The conference also featured a June 2 panel about what engaged research and accompaniment might look like. Leo Guardado, Ph.D., assistant professor of theology at Fordham, was joined by Dejia Marie James, director of policy advancement at the Partnership for the Public Good in Buffalo, New York, and Isaac Scott, founder of the Confined Arts and chair of the human services committee for Manhattan Community Board 11.

Scott, an activist who spent a decade behind bars before joining the Justice and Education Scholars program at Columbia University and earning a bachelor’s degree in visual arts, stressed the importance of sympathy over empathy.

“Surely none of you have been incarcerated, but if I share with you an experience I had about being lonely in my cell one night, I’m sure you can relate to a time when you were lonely in your life and be able to empathize,” he said.

Breaking Bread

James spoke about how in Buffalo, organizations such as hers have had a decidedly mixed experience with universities. She stressed the importance of human connection, including breaking bread.

She learned that early on in her career from a mentor who insisted on having food at every meeting.

“It broke the barrier immediately. It made us all comfortable because we’re eating and sometimes you’re embarrassed because you spill stuff on yourself or something happens. Connecting in that human way is just invaluable.”

Guardado, who has shared the story of his own immigration to the United States, said that for him, practicing accompaniment means giving preference to the most invisible members of society. He does that through research that he hopes will convince the Catholic Church to better serve immigrant communities.

“I believe that accompaniment is walking with the displaced with standard notions of rigor that hold us accountable, not just to the academy, for whom we do research, but rigor in terms of–are we credible to the communities that we work with?

Above all, he said it takes time.

“You don’t parachute anywhere and leave.

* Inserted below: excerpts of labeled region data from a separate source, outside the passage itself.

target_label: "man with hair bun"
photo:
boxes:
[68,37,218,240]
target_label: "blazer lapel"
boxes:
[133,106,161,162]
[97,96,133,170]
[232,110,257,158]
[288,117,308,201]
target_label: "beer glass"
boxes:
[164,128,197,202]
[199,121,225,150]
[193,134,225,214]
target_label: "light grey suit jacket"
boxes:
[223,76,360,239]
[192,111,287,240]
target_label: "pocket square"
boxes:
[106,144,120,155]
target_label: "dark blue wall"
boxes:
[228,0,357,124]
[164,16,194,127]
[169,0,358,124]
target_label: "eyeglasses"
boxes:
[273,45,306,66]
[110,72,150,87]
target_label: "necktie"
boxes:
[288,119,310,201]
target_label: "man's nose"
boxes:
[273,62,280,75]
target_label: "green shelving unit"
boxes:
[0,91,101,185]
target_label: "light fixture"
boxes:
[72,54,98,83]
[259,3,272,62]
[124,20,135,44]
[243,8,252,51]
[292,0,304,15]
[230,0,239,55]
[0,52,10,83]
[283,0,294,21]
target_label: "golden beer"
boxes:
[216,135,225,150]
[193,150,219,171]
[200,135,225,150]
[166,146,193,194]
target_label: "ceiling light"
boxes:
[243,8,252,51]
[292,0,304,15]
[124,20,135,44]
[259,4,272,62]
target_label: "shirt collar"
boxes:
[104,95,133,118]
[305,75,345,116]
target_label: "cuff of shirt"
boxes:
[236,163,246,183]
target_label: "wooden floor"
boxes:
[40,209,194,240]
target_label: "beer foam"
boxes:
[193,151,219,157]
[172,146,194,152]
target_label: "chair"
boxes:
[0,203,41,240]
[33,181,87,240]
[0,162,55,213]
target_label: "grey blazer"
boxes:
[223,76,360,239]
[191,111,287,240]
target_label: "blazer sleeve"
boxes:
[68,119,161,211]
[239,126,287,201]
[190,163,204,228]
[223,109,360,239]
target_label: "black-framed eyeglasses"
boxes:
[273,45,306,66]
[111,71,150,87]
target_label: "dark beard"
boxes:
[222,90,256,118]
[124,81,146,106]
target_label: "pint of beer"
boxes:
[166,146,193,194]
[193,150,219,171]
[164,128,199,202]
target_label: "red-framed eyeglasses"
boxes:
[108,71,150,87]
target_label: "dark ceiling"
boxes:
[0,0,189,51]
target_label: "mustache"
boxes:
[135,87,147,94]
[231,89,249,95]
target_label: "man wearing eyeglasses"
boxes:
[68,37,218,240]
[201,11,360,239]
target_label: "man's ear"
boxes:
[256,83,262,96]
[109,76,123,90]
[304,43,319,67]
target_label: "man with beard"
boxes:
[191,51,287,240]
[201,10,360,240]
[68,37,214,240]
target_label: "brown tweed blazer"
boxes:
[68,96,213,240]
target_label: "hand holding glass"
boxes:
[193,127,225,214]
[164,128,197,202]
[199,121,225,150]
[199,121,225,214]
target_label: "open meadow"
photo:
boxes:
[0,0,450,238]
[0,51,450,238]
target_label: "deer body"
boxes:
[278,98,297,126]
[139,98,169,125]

It’s the foundation for long-term relationships.”

The summit was supported by a recent $200,000 grant from the Cummings Foundation. It is part of the Initiative on Migrants, Migration and Human Dignity, which is spearheaded by Fordham College at Lincoln Center professors Guardado, Carey Kasten, Ph.D., associate professor of Spanish at Fordham, and James McCartin, Ph.D., associate professor of theology.

George Drance, S.J., standing at a podium
George Drance, S.J., artist-in-residence in Fordham Theatre, led participants through a reflective practice exercise, “Imagining Solidarity, Living Accompaniment.”